The new kid comes flailing out at me on the blacktop playground, blue eyes glinting a challenge, but not without some humor. He’s got all the Kwai Chang Caine moves down from the television show “Kung Fu,” hands up near his face and subtly forked, he leaps a telegraphed kick my way; I give him full out Bruce Lee five-fingers-of-death eyes and spin adroitly past him, ready for the next round.
A hundred screaming Catholic kids out here for recess and he’s singled me out; a brand new arrival to our sixth grade class, this strange kid with the blue eyes– Mike; I’m the first friend he makes here, and this is how it’s done. We take the brunt of some actual hits, no harm done, and then it’s on to kickball with the rest of the boys…
He’s one of these kids bedeviled with the need to pry open appliances just to see their inner workings– it pays off years later when he’s able to fix everything from radios to blow dryers, but for now he’s his mother’s only child and a terror to all things electronic.
He draws well, too; he and I are the kids most often enlisted for posters and signage at school; his signature is obnoxiously prominent and we tell him so– me and my tight group of friends. Of the bunch, only Danny and I consider Mike an actual friend of ours; the rest adopt a wait-and-see attitude that persists for the remainder of their acquaintance with him, but they benefit from Mike’s innovations: nunchucks– deadly little clubs he’s hand-crafted from bamboo and joined with his mom’s clothesline rope; school supply boxes with pencil launchers he’s designed and built into them, complete with false bottoms and hidden compartments for contraband firecrackers and cigarettes. All kinds of stuff like that, and to everyone’s benefit, but only Danny and I trust him like a friend; treat him like a friend…
Years later when we’re in high school, Mike’s the first of us to have moved out of his parent’s house; his interests are focused on music, and he’s a talented guitarist. He and I have a disagreement over a girl– a girl who’s completely in love with him, and a close friend of mine. It’s a serious disagreement, and we drift apart after that, surprised to see each other occasionally as the years go by; bumping into each other once at an electronics store downtown where he works for awhile.
He turns up again in 2003 when I’m working full-time and only home for a couple of hours a day. My feeling is that, when I’m not at work making money, I’m at home working on my art, and when there’s any time left, I’m trying to schedule it with the people who are currently in my life… I make it clear that I don’t even have time for a conversation with him right now; we shake hands and he walks away.

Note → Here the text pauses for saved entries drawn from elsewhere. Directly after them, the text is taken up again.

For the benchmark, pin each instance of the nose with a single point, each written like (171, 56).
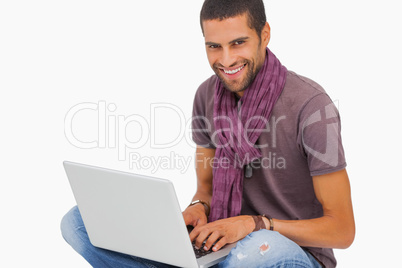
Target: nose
(227, 58)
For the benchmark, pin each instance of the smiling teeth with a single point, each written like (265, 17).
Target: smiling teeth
(233, 71)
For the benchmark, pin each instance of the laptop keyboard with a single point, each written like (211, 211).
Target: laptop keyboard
(201, 252)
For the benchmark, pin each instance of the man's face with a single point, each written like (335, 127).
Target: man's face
(235, 51)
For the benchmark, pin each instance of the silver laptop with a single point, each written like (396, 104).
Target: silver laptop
(136, 215)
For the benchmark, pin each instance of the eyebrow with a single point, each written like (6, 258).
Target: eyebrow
(231, 42)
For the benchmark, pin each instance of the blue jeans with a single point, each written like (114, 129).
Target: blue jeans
(259, 249)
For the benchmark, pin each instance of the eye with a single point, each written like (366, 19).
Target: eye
(214, 46)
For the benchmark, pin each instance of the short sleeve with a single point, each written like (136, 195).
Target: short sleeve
(201, 125)
(319, 136)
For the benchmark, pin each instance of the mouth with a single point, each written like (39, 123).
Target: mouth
(232, 71)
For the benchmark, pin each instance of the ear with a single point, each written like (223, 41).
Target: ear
(266, 34)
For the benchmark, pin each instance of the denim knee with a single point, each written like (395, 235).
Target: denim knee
(266, 249)
(72, 229)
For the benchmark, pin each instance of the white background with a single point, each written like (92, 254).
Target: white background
(55, 55)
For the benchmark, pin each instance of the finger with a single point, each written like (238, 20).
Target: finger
(194, 234)
(220, 244)
(202, 236)
(212, 239)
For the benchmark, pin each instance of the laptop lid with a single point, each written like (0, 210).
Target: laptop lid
(132, 214)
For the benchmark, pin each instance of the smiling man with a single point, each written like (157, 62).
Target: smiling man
(251, 114)
(269, 160)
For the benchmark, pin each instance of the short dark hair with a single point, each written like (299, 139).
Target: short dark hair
(224, 9)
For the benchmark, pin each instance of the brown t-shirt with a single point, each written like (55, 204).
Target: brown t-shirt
(302, 139)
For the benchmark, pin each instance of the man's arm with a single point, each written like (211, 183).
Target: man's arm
(196, 215)
(335, 229)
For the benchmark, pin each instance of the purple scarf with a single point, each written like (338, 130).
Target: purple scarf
(237, 134)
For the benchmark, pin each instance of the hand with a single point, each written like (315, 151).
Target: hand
(195, 215)
(224, 231)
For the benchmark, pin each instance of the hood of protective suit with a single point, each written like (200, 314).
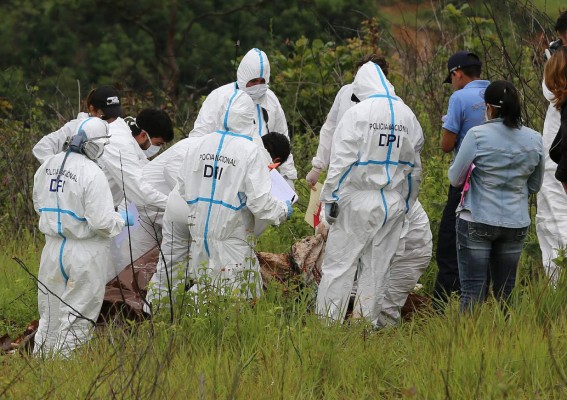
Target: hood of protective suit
(370, 80)
(239, 113)
(93, 128)
(254, 65)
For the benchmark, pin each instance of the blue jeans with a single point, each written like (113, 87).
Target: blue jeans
(484, 249)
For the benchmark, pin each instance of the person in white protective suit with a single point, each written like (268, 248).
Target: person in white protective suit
(551, 217)
(102, 102)
(374, 177)
(72, 197)
(253, 76)
(222, 185)
(415, 249)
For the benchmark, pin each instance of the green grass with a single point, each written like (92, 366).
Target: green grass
(278, 349)
(18, 293)
(551, 7)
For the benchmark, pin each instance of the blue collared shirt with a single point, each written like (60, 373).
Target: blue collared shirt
(509, 165)
(466, 109)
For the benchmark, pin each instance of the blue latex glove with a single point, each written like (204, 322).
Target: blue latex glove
(128, 221)
(289, 208)
(330, 219)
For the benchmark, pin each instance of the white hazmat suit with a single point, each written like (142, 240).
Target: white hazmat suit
(551, 217)
(374, 176)
(416, 244)
(54, 142)
(223, 183)
(122, 163)
(72, 197)
(254, 65)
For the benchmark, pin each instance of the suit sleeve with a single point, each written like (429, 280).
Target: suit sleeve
(561, 172)
(125, 169)
(287, 169)
(535, 181)
(53, 143)
(209, 116)
(467, 153)
(344, 153)
(258, 187)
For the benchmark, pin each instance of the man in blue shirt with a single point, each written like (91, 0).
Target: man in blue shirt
(466, 110)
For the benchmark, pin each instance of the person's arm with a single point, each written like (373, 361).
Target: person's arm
(209, 117)
(463, 160)
(344, 153)
(257, 188)
(418, 141)
(452, 124)
(536, 178)
(124, 167)
(99, 208)
(561, 172)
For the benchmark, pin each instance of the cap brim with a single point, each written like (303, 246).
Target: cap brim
(112, 112)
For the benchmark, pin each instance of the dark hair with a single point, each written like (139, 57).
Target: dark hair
(277, 145)
(472, 71)
(506, 99)
(156, 122)
(555, 76)
(561, 24)
(376, 59)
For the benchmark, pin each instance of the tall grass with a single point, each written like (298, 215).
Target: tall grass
(276, 348)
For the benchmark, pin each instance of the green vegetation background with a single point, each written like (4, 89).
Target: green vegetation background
(169, 54)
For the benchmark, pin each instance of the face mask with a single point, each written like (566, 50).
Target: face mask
(93, 149)
(151, 151)
(257, 91)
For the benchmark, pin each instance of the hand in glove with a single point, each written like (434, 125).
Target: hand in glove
(289, 209)
(313, 176)
(331, 212)
(128, 220)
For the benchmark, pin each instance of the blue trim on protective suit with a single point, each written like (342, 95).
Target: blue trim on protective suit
(261, 62)
(229, 133)
(393, 120)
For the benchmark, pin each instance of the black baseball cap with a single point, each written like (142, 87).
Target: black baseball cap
(106, 99)
(460, 60)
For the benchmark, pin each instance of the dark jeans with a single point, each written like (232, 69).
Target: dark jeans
(447, 280)
(482, 248)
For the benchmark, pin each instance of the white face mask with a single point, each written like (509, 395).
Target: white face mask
(152, 151)
(256, 92)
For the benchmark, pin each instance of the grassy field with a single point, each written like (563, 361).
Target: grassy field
(277, 348)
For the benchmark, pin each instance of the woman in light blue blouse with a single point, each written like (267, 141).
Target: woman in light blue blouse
(493, 217)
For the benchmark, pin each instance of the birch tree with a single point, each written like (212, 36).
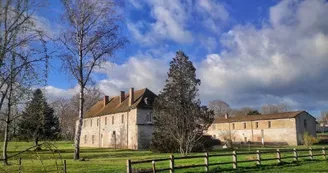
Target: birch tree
(91, 37)
(22, 54)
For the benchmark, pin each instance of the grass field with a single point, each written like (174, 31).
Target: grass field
(109, 160)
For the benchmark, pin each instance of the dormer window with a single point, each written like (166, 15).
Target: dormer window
(149, 118)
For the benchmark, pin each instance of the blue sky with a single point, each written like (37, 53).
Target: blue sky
(247, 53)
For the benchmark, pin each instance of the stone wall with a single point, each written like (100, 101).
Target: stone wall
(279, 131)
(305, 123)
(131, 130)
(115, 130)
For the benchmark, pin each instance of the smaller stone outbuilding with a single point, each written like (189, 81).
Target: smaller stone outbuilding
(285, 128)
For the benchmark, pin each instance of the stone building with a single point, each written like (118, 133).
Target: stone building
(123, 121)
(281, 128)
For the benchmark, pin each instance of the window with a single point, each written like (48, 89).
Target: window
(148, 117)
(122, 116)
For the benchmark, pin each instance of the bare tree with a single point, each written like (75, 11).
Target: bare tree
(219, 107)
(92, 36)
(275, 108)
(22, 52)
(67, 110)
(324, 117)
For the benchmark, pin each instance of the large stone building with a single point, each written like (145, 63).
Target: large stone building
(124, 121)
(281, 128)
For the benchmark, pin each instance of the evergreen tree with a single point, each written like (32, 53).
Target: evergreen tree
(179, 118)
(51, 127)
(38, 120)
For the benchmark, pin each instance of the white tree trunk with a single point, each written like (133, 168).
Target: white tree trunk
(79, 127)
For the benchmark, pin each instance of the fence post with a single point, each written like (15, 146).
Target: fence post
(128, 166)
(206, 162)
(65, 169)
(310, 153)
(234, 160)
(295, 155)
(324, 153)
(20, 164)
(278, 156)
(258, 155)
(171, 164)
(154, 166)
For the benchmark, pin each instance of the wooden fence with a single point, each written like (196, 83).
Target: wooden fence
(234, 161)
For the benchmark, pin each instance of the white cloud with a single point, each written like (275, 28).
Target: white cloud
(53, 93)
(173, 20)
(140, 71)
(282, 61)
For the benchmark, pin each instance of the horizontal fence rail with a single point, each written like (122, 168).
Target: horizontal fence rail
(257, 159)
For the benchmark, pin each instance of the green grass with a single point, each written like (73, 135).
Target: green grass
(109, 160)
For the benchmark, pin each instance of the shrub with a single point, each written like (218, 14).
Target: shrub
(227, 136)
(309, 140)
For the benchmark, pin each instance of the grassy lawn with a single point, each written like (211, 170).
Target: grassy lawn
(109, 160)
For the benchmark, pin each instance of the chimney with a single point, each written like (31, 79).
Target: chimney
(106, 100)
(226, 116)
(131, 96)
(122, 97)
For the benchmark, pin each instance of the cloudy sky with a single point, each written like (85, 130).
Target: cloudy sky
(247, 53)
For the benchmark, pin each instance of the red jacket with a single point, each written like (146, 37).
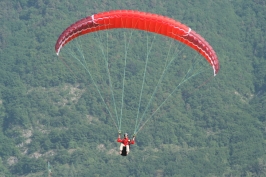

I get the news from my old friend Danny, whom I haven’t seen in more than twenty years. I’m out walking last Sunday, wearing a hat and sunglasses, and Danny recognizes me from half a block away by the way that I walk– because the friends we make before we lose our innocence know us for the rest of our lives in ways that will always be surprising.
We sit down to talk and it’s not long before he tells me about Mike; working as an electrician in a neighboring town, Mike and two co-workers were spending the night in a newly constructed restaurant which he’d somehow been locked out of; he’d attempted to get back in by climbing through a vent in the building; he’d gotten stuck where the shape of the vent had tapered and he’d asphyxiated; died while trying to regain entrance.
The first of us to die… It had happened six months ago. Danny had heard about it on the radio in his car and confirmed it with mutual acquaintances. The first of us to die– I’m surprised by an exhilaration that comes over me as Danny leaves– similar to when you’ve had a close call in traffic and you’re shot full of adrenaline and aware of the newness of each passing second; wide awake and emphatically alive. It settles into an even more unexpected sense of relief– as if the dread and anxiety I’ll sometimes feel building for months finally has a solid place to settle in for awhile.
It’s in the night that my imagination pays visits to the restaurant and that final innovative push of his, that impulse that had always whispered to him about an alternate route to be forged if he had the courage; the same instinct that had distinguished him as an individual, someone I’d known well, a long time ago.
When I talk to my friend Doc about it, when I try to articulate the catalogue of Mike’s extraordinariness for her, his giftedness, that’s when I finally do cry about all of this; I’m aware of my inability to convey it to her properly; what we’ve lost here; what we’ve allowed to slip away without even having said goodbye.